(Corrects paragraph 4 to say sales declined, not earnings)
By Al-Zaquan Amer Hamzah and Yantoultra Ngui
KUALA LUMPUR, May 26 (Reuters) - Sun Life Financial , Canada’s third biggest insurer, is boosting investment in Indonesia and Malaysia at a time when growth in earnings from some core Asian markets has slowed.
“This is not the time to slow down in Indonesia - companies that don’t make the investment are going to find themselves quite far behind,” Kevin Strain, president of Sun Life Financial Asia, told Reuters.
Sun Life manages assets of $590 billion globally and aims for its income contribution from Asia to reach 12 percent by 2015 against 10 percent now.
Sales in China declined last year as Sun Life focused on retaining profitability, said Strain, while numbers in India - its biggest market in Asia - also fell after regulatory changes there.
“From a growth percentage, Indonesia and Malaysia will grow faster than India, but India is a big and sophisticated business. We should see some of that growth coming back.”
A big part of the expansion in southeast Asia will be growing the company’s takaful (Islamic insurance) business, which contributes half of sales in Malaysia and 16 percent in Indonesia.
The company is spending $40 million to double its number of agents in Indonesia, as it prepares a distribution strategy to navigate the country’s largely underserved insurance market. About 1.8 percent of Indonesians are insured, compared to Malaysia’s 4.8 percent.
“We have a real opportunity to become a much bigger player,” said Strain.
A new rule in Indonesia requiring companies’ takaful arms to be made standalone units is expected to consolidate the industry into a number of large players.
Strain said Sun Life could achieve its southeast Asian growth targets for coming years organically, although the company’s capital position was strong enough to conduct mergers or acquisitions. The parent company had a cash position of $5.9 billion at the end of March.
Last year, Sun Life partnered with Khazanah Nasional to buy an insurance unit in Malaysia for $594 million from Britain’s second biggest insurer Aviva Plc and CIMB Group Holdings Bhd. CIMB is also a local partner for Sun Life’s operations in Indonesia.
The company can take up to five years to break even in a new market, Strain said, considering the initial cost of acquiring a new business and developing a sales network with enough scale.
Sun Life hopes to leverage on the networks of CIMB and Khazanah to expand further in Asia, with Thailand and Singapore likely targets.
“We are always looking at strategic alternatives and the right cultural fit.
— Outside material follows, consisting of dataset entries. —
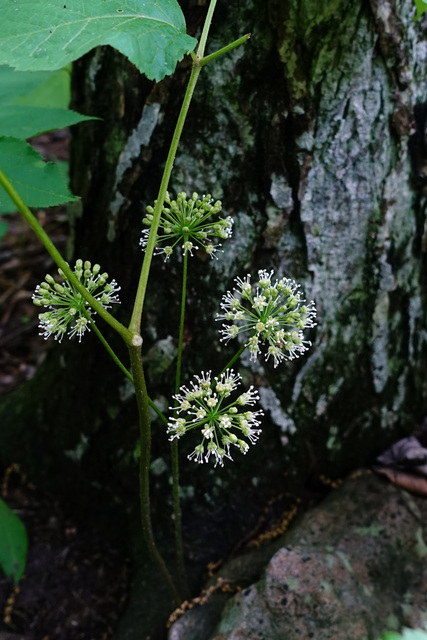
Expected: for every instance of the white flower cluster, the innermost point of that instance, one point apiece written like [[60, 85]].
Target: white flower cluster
[[188, 222], [273, 313], [68, 310], [222, 424]]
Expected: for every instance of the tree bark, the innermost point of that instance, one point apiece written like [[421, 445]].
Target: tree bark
[[313, 136]]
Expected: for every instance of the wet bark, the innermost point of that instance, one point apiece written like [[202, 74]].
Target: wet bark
[[313, 136]]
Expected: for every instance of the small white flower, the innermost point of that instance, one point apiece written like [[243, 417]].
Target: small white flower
[[68, 311], [189, 222], [274, 315], [220, 423]]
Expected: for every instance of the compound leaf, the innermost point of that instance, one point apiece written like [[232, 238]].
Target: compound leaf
[[48, 34], [39, 183]]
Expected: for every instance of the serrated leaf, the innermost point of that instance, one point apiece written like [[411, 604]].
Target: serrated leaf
[[421, 8], [13, 543], [48, 34], [53, 88], [39, 183], [22, 121], [34, 102]]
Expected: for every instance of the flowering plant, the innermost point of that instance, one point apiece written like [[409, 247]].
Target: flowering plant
[[188, 221], [273, 313], [67, 306], [203, 407]]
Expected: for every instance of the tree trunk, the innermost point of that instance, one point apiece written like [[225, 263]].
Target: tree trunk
[[312, 135]]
It’s an area we see as potential, a hole in our ASEAN (Association of Southeast Asian Nations) strategy we would like to fill,” said Strain.
“In this region, which is growing so quickly and is so competitive, good partnerships can make a big difference.”
Sun Life is also considering whether to enter the takaful market in India, though poor acceptance of sharia-compliant products there is discouraging at this stage.